Borehole geophysics can provide precise information regarding the soil and rock properties at specific depths. The tests include:

  • Resistivity and conductivity – used to measure the electrical resistance of the borehole environment and surrounding soil/rock. Useful for determination of lithology, water quality, water bearing zones and stratigraphic correlation.

  • Spontaneous Potential – Measures electrical potentials between the borehole fluid and the surrounding rock and fluids. It can be used in the determination of lithology and water quality. Collection of spontaneous-potential logs is limited to water- or mud-filled open holes.

  • Fluid Resistivity – Measures the electric resistivity of water in the borehole. The changes typically reflect differences in dissolved-solids concentration of water. Fluid-resistivity logs are useful for delineating water producing or receiving zones zones, water quality and saltwater encroachment

  • Single-Point Resistance Logs– Used to locate contamination, salt water interface, geologic changes and water quality changes.

  • Gamma – Used to detect soils and rocks with low levels of naturally occurring gamma radiation.
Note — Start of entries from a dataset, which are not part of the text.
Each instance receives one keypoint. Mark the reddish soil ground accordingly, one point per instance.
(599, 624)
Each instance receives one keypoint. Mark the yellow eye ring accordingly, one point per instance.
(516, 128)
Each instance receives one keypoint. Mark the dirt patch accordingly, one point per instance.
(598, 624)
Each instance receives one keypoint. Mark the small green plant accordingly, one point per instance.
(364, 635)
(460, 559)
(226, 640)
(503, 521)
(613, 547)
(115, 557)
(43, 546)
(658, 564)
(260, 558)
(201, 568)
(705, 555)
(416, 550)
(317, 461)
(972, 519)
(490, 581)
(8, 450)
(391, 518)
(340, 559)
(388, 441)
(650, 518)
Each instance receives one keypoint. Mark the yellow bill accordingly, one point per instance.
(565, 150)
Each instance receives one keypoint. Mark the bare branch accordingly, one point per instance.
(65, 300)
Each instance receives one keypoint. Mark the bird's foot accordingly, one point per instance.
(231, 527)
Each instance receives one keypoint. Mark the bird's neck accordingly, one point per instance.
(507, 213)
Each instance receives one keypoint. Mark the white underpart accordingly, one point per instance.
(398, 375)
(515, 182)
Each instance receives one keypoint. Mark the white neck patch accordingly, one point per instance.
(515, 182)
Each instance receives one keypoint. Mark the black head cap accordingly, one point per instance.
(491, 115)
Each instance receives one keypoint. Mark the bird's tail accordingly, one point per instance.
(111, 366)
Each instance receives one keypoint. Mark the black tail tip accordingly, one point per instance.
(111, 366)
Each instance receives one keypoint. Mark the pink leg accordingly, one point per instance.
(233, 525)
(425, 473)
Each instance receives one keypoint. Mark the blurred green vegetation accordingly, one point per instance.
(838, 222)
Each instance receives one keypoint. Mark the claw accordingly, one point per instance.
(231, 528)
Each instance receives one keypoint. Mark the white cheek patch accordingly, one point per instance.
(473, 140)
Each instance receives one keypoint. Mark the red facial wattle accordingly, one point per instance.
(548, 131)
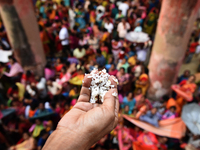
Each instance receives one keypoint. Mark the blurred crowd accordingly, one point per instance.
(78, 36)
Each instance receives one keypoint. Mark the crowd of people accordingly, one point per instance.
(78, 36)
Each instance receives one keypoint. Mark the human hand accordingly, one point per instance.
(85, 123)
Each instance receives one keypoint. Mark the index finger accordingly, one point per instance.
(85, 91)
(111, 96)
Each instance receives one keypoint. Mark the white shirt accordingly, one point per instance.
(123, 7)
(63, 34)
(123, 30)
(109, 27)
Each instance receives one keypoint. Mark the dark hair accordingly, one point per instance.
(67, 63)
(129, 93)
(98, 51)
(122, 68)
(15, 87)
(165, 98)
(100, 11)
(173, 107)
(11, 57)
(196, 39)
(43, 132)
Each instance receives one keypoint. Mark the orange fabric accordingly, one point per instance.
(148, 139)
(142, 110)
(173, 128)
(52, 15)
(31, 113)
(124, 139)
(140, 146)
(186, 91)
(143, 77)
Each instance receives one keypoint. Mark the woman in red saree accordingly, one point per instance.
(185, 90)
(142, 82)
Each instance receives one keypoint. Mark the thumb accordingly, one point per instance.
(110, 100)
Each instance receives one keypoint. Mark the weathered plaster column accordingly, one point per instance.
(23, 33)
(172, 36)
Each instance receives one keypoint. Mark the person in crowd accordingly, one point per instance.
(101, 61)
(170, 114)
(112, 71)
(79, 52)
(151, 117)
(123, 28)
(16, 70)
(124, 7)
(41, 109)
(43, 137)
(78, 36)
(54, 88)
(116, 48)
(64, 37)
(130, 102)
(108, 25)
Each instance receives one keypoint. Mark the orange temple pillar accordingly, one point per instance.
(174, 29)
(22, 29)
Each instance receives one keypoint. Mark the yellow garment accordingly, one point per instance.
(37, 130)
(26, 145)
(21, 90)
(143, 77)
(132, 61)
(57, 1)
(77, 80)
(104, 53)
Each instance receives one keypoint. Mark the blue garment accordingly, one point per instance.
(131, 104)
(101, 61)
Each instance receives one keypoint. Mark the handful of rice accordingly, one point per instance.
(100, 85)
The most significant naturally occurring sources of gamma radiation are potassium-40 and daughter products of the uranium- and thorium-decay series. Clay- and shale-bearing rocks commonly emit relatively high gamma radiation. It has been extensively used in detecting shales for natural gas production.

  • Density – Records the attenuation of radiation from an active source within the borehole. The amount of attenuation is related to the bulk density of the material. Can be used to estimate porosity of the material.

  • Caliper Studies –Used to measure borehole diameter and fracture/cavity size. The changes in diameter can be related to well construction, rock hardness, swelling shales and to fracturing or caving along the borehole wall. Because borehole diameter commonly affects other log responses, the caliper log is useful in the analysis of other geophysical logs.

  • Optical and Acoustical Imaging - Used to provide 360 degree images of the borehole walls. Can be useful to map strike and dip of fractures, locate voids, map geologic strata changes, estimate competency of the rock. Optical imaging provides a video image. It requires either an open borehole or clear borehole fluid. Acoustical imaging use sound waves to produce an image of the borehole. It requires a fluid filled hole. The fluid does not need to be clear.

  • Deviation – Used to map the verticality and route of the borehole

  • Flow Tests – Used to determine direction and velocity of vertical ground water flow within the borehole. Depending on flow rates, the tests can be either heat pulse, electromagnetic or spinner instruments

  • Temperature – Used to record a continuous profile of the temperature of the borehole. Useful for mapping water bearing zones and vertical flow direction in the borehole. Should be run first in the undisturbed hole.

Typically the boreholes need to be 3 to 12 inches in diameter and need to be cased within zones of unconsolidated sediments. The boreholes can range from tens of feet to thousands of feet in depth.